Relativamente a dados de 2022 (data mais recente que INE disponibiliza), atualizado a 15 de junho de 2023, o número médio de filhos por mulher aumentou para 1,43. Foram 83 671 mil nascimentos no ano de 2022, de mães residentes em Portugal, mais 5,1% do que em 2021. Reparamos também que contrariamente a estes aumentos que assistimos, a idade média das mulheres ao nascimento de um 1 (independentemente da ordem do filho) foi de 31,7 (menos 0,1 anos que em 2021). Relativamente ao primeiro filho foi de 20,3 anos, menos 0,1 anos que 2021. |
Ana Lamy revela que a ansiedade crónica com que vive é hereditária e existe compreensão de vários elementos da família em algumas questões da saúde mental, mas nesta área, são sempre situações muito solitárias. “Se eu me deparar com uma situação de depressão pós-parto, até que ponto é que os meus amigos e familiares são obrigados a ajudar nessa situação? Quando se pondera situações como esta, pondera-se sozinha, sem pensar que A,B ou C não podem vir ajudar.”

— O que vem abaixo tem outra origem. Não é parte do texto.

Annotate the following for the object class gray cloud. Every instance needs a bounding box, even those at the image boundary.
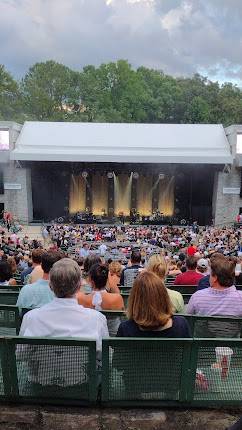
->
[0,0,242,84]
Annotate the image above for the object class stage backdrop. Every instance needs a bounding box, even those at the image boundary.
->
[69,175,86,214]
[137,175,152,216]
[114,173,132,215]
[158,176,175,216]
[92,173,108,215]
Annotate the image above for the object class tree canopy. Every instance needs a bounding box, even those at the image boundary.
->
[0,60,242,126]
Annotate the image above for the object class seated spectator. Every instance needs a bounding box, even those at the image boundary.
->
[120,250,143,287]
[174,257,203,285]
[20,258,108,350]
[7,257,18,278]
[0,259,17,287]
[187,257,242,317]
[187,242,197,257]
[77,264,124,311]
[17,258,108,390]
[107,261,123,293]
[146,254,184,313]
[168,260,182,277]
[79,243,90,258]
[197,252,224,291]
[16,251,63,312]
[20,259,34,285]
[197,258,210,276]
[117,271,191,338]
[80,255,102,294]
[28,248,44,284]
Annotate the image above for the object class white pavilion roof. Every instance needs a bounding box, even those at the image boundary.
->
[11,122,232,164]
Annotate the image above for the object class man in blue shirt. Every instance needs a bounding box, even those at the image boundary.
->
[17,251,63,312]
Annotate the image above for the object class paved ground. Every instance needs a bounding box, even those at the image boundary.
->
[18,225,42,240]
[0,405,242,430]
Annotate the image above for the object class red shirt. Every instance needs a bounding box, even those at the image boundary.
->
[174,270,204,285]
[187,245,197,257]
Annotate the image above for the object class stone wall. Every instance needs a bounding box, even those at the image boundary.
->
[0,121,33,223]
[213,125,242,226]
[0,405,241,430]
[214,166,242,226]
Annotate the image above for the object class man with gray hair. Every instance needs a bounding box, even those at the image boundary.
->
[20,258,108,349]
[17,258,109,387]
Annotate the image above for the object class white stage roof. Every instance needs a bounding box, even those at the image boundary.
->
[11,122,232,164]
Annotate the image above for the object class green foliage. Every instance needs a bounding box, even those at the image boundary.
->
[0,64,24,121]
[0,60,242,126]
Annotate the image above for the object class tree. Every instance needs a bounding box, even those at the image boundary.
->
[0,65,23,121]
[22,61,80,121]
[184,96,210,124]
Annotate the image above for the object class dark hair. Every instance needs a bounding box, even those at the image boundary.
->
[89,264,108,290]
[0,260,12,282]
[50,258,81,299]
[186,257,197,270]
[14,255,20,265]
[83,255,102,275]
[41,251,63,273]
[73,257,84,267]
[130,251,141,263]
[32,248,44,264]
[211,257,235,287]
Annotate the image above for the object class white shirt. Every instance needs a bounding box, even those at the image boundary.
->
[19,297,109,350]
[98,243,108,257]
[17,298,109,387]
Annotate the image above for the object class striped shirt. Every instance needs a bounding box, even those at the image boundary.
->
[186,286,242,317]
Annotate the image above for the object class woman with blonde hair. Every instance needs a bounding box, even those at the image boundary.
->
[107,261,123,294]
[117,271,191,338]
[146,254,185,313]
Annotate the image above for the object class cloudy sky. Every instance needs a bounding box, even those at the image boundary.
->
[0,0,242,86]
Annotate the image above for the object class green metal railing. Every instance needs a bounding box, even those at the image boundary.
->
[0,337,242,407]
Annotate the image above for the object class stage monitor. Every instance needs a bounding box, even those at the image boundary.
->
[0,130,9,151]
[236,133,242,154]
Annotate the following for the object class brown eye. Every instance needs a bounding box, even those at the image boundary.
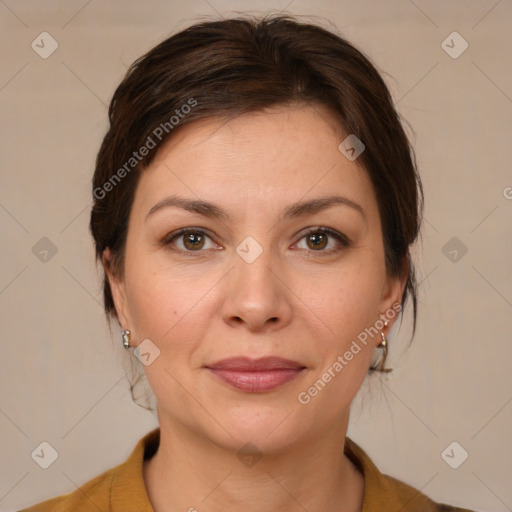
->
[294,227,350,255]
[306,231,328,250]
[182,232,204,250]
[163,228,215,253]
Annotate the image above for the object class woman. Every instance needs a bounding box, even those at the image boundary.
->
[19,16,476,512]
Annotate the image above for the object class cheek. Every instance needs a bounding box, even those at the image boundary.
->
[127,258,213,349]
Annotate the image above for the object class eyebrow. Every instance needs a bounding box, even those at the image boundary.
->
[146,195,366,220]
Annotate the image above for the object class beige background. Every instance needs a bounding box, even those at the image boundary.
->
[0,0,512,512]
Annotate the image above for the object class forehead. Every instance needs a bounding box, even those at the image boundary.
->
[132,105,376,223]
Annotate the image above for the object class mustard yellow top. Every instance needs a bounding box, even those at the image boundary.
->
[19,428,474,512]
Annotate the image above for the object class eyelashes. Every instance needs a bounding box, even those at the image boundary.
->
[162,226,351,256]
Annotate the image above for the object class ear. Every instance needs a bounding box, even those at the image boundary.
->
[101,247,132,329]
[380,254,409,334]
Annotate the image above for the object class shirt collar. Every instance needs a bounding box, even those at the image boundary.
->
[111,428,383,512]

Ela aborda ainda a questão da incompatibilidade entre casais, tendo em conta que as vontades de ambos, em relação à paternidade, podem entrar em desacordo e ditar o fim de uma relação. Na opinião da ovarense, qualquer decisão não é 100% fechada e tem a consciência de que, de um momento para o outro, pode haver uma reviravolta nesta decisão.
Por sua vez, Ana Pinto conta como foi o seu processo de gestação e revela que, a nível psicológico, passou por momentos bastante angustiantes e algumas lutas interiores, o que a levou a abrandar o ritmo muito cedo. “O meu problema durante a gravidez toda era medos, era stress, era anseios. Eu ia confiante que ia chegar às ecografias e que me iam dizer que a Benedita já não estava”, revela.
O dia do nascimento da Benedita foi o ponto de viragem na sua vida. A maternidade trouxe a Ana “o poder de relativizar tudo” e de “estar atenta aos alertas e necessidades da filha”. Confessa sentir uma felicidade inexplicável, mas que se não tivesse sido mãe, não era algo que a incomodasse. “Antes não me faltava nada, mas agora eu tenho tudo”, afirma emocionada.
Ana confidencia que a filha veio “baralhar tudo” e que Benedita se tornou a prioridade da sua vida, mas com a consciência de que existe uma necessidade de bem estar tanto do lado dos pais como do lado dos filhos. Ela sente que o melhor que deve fazer pela filha é “ser um exemplo para ela”. “Eu não me anulo [enquanto mulher], mas tenho a noção que a minha felicidade depende da dela”, garante.
Um fator que predomina na vida de uma mãe ou pai é o socioeconómico e Fátima tem isso presente de forma bastante consciente. “Já é difícil sustentar uma pessoa só e um casal sustentar-se quanto mais, ainda por cima, ter um filho”, afirma.